Sources of information or evidence are often categorized as primary, secondary, or tertiary material. These classifications are based on the originality of the material and the proximity of the source or origin.What are the 9 types of sources of information? ›
- Library Catalog.
- Accurate. Information that is correct.
- Precision. The level of detail information provides. ...
- Credibility. Information that comes from a reputable source.
- Timeliness. ...
- Completeness. ...
- Relevance. ...
- Uniqueness. ...
personal data processed wholly or partly by automated means (that is, information in electronic form); and. personal data processed in a non-automated manner which forms part of, or is intended to form part of, a 'filing system' (that is, manual information in a filing system).What are 3 data examples? ›
Data can come in the form of text, observations, figures, images, numbers, graphs, or symbols. For example, data might include individual prices, weights, addresses, ages, names, temperatures, dates, or distances.What are data give 5 examples? ›
- Number of females per 1000 males in various states of our country.

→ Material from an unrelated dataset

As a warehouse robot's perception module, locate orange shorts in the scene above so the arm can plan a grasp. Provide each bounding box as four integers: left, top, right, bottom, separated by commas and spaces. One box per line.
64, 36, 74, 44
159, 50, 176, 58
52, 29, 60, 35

- Production of wheat in the last 10 years in our country.
- Number of plants in our locality.
- Rainfall in our city in the last 10 years.
- Marks obtained by students.
Personally identifiable information (PII) is any data that could potentially identify a specific individual. Any information that can be used to distinguish one person from another and can be used to deanonymize previously anonymous data is considered PII.What does PII mean in Hipaa? ›
As the name implies, personally identifiable information is any data that can identify a person. Certain information like full name, date of birth, address and biometric data are always considered PII.What is the definition of PII under Hipaa? ›
Personally identifiable information (PII) or individually identifiable health information (IIHI) is any health information that allows the patient to be identified.What is PII data used for? ›
PLI helps organizations predict the impact of product development decisions on key business performance metrics, like demand, cycle time, cost, quality, regulatory compliance, manufacturability and supply chain efficiency.
Personally Identifiable Information (PII), or personal data, is data that corresponds to a single person. PII might be a phone number, national ID number, email address, or any data that can be used, either on its own or with any other information, to contact, identify, or locate a person.What are the two types of personal data? ›
personal data processed wholly or partly by automated means (that is, information in electronic form); and. personal data processed in a non-automated manner which forms part of, or is intended to form part of, a 'filing system' (that is, manual information in a filing system).Is a bank account number considered PII? ›
Personally identifiable information (PII) is any data that can be used to identify someone. All information that directly or indirectly links to a person is considered PII. One's name, email address, phone number, bank account number, and government-issued ID number are all examples of PII.